Alcohol has been associated with military service since probably the first soldier was paid with a stiff drink after a hard battle. But keeping children away from alcohol while on base is more difficult than it may seem. And when the “children” are old enough to be active duty members of the military the problem is much more complex.

Alcohol Access

The fortunate thing for young children is that it’s harder for them to get access to alcohol than it is off base. Military bars and commissaries are under stricter rules than a convenience store clerk who is willing to look the other way. Buying alcohol on behalf of a younger person is also much harder. If a kid turns up drunk then it’ll quickly go up the chain of command and someone will get punished.

However, that’s not to say that it’s impossible that a member of the military could buy alcohol for themselves and share it with someone they shouldn’t. But the odds of that person getting caught are much greater than it would be off-base. Risking a military career just to impress some kids is a dumb move.

Sherry Cross, a drunk driving defense lawyer in Los Angeles, says “It’s natural for children to want to act like adults and drink alcohol, but the laws of the country are very clear about minors, drinking, and driving. If a minor is pulled over and any alcohol is detected in their system, that’s enough evidence to convict them of a DUI. Just because they’re under 0.08 doesn’t mean they’ll avoid conviction, especially on a military base where the laws are different.”

In short, it’s not likely that children will be able to get alcohol on-base unless someone gives it to them under the table, and the chances of someone discovering a drunk child and who gave them the alcohol are much higher.

Active-Duty Members

The question about whether or not active-duty members over the age of 18 should be able to drink alcohol has plagued the military ever since drinking limits started to come under scrutiny in the mid-20th century. It used to be that if you could be called to die for your country then it was your right to enjoy alcohol whenever you wanted.

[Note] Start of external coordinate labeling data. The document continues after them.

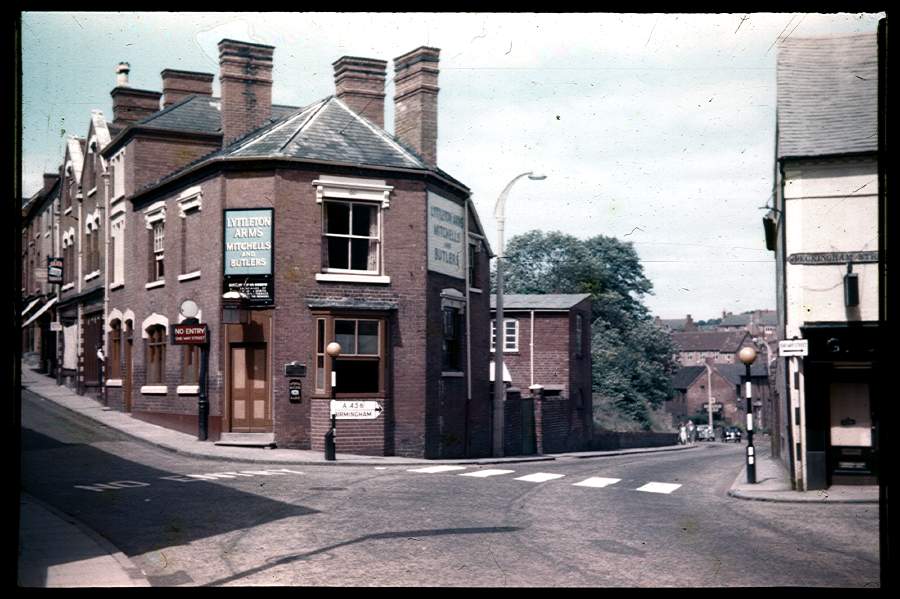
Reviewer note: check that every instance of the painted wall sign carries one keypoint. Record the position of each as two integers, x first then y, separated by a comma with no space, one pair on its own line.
446,237
248,242
808,258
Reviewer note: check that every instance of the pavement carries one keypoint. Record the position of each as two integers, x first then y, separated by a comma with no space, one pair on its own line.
55,550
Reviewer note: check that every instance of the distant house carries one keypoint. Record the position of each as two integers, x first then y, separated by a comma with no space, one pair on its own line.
547,342
695,387
693,348
676,324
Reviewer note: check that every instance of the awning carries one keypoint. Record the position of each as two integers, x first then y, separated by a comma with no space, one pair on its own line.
37,314
506,377
30,306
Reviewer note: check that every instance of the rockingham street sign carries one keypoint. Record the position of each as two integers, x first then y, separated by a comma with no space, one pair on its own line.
793,347
355,410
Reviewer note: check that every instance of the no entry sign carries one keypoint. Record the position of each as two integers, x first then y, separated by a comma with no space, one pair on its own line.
189,334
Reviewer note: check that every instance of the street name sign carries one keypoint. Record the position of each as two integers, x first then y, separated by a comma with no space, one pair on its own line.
793,347
355,410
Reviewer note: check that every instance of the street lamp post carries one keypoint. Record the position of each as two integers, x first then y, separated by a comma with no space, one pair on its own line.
500,328
747,355
333,350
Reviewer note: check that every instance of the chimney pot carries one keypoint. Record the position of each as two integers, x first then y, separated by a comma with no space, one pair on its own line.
359,83
245,73
415,101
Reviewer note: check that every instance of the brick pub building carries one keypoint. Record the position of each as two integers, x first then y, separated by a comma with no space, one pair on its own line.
335,229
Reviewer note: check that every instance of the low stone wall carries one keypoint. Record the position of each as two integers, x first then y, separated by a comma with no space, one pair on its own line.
607,440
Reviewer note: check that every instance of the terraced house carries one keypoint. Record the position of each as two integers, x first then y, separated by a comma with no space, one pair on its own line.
328,227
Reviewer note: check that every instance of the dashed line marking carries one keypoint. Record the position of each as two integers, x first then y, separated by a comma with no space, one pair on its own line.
436,469
539,477
658,487
486,473
597,482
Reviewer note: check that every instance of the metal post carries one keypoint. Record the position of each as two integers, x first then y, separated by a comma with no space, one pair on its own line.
751,456
202,399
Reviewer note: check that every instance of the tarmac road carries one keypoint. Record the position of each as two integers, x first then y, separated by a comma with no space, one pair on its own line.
647,520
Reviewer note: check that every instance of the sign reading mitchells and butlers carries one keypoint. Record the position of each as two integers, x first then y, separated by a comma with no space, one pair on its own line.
248,243
54,270
446,237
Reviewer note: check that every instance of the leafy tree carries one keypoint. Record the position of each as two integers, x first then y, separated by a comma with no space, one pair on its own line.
632,357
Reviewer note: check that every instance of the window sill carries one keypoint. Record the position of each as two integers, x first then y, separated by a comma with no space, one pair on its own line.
154,390
189,276
351,278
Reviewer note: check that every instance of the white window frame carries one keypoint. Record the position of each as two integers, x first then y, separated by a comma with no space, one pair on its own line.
355,190
507,337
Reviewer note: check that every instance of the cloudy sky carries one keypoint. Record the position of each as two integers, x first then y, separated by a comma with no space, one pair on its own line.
653,128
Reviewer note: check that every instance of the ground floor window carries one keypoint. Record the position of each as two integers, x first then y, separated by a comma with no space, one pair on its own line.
359,370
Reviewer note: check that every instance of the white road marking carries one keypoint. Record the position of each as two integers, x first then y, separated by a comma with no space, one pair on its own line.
539,477
597,481
486,473
658,487
436,469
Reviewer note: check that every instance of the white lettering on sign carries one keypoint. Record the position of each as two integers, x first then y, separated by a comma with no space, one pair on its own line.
446,229
793,347
355,410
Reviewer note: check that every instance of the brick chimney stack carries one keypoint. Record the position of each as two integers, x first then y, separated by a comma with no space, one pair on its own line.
177,85
415,100
245,73
131,105
359,83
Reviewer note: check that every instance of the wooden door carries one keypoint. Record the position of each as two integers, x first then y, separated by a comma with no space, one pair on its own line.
251,410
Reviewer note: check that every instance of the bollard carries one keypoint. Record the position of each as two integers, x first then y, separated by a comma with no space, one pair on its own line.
329,442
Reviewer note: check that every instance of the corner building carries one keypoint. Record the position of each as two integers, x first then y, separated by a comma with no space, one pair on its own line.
337,231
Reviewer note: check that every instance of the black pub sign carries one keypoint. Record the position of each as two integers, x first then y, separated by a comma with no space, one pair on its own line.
54,270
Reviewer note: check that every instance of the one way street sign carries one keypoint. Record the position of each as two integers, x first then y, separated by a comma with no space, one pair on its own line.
355,410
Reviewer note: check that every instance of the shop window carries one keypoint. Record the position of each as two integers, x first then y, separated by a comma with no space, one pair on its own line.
510,337
156,355
351,237
114,359
360,368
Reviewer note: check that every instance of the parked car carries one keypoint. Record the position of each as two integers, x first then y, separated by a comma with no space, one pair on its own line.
731,433
704,433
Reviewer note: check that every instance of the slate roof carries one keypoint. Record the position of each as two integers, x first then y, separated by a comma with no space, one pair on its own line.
723,341
327,130
686,375
198,114
827,99
547,301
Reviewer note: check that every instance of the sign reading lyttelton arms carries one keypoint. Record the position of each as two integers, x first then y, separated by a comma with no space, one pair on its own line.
808,258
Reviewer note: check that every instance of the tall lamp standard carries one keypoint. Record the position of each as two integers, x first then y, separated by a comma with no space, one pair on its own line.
499,328
747,355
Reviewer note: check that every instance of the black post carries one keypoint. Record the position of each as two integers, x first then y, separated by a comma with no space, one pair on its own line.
202,399
330,448
751,456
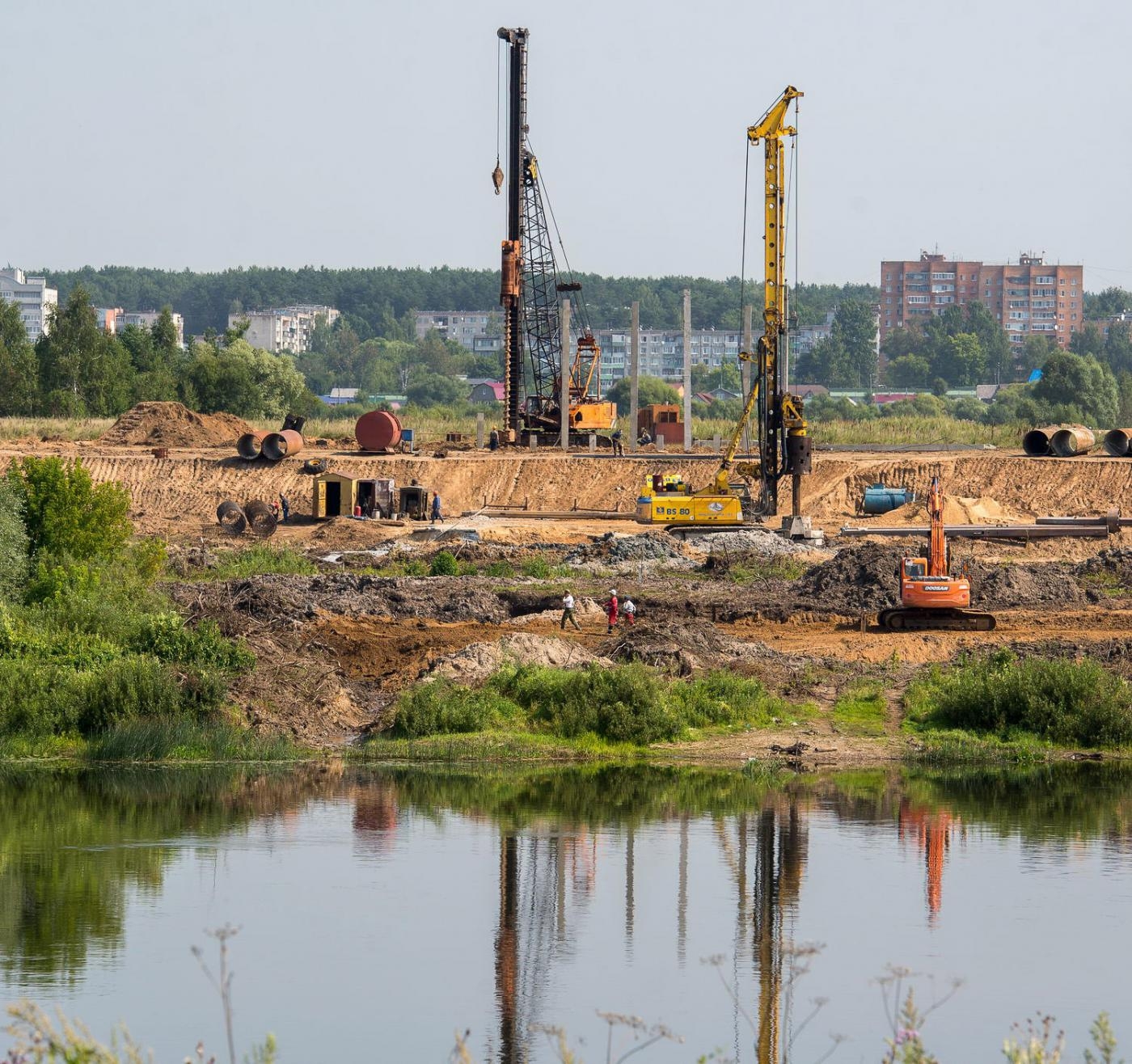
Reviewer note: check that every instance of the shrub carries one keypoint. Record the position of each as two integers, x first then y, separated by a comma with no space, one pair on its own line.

Now it’s not so simple.

The short answer is that the commander of the base sets the drinking age. Usually, that age is set to whatever the laws of the state the base is in are, which puts it at 21. However, they can ask for special permission to lower the drinking age for certain events, especially if they are military-related. Commanders also have the authority to lower drinking ages to match the laws of the country of a foreign base, but they do not have to do this.

There also used to be a law that if a base was located within 50 miles of another nation’s border then the base could lower the drinking age to whatever the other nation set. The purpose of this rule was to prevent troops from running over the border to purchase alcohol legally and getting back to base. However, to our knowledge, there is no base that took advantage of this rule.

Sometimes members of Congress do try to pass laws to permanently lower the drinking age for active-duty members. But not everyone in the military thinks that lowering the drinking age is a good idea. The military has had problems with drinking on bases in the past and it has affected relationships with some foreign countries.

If you live on base with children, make sure that other service members won’t give alcohol to your children, especially if you’ve just moved to a new base. After you’ve lived there for some time, the locals will probably know your children well and know to avoid giving them alcohol. If you’re an under-aged active member of the military, however, the laws of your state or country and the orders of your commander will let you know when it’s okay to have a beer.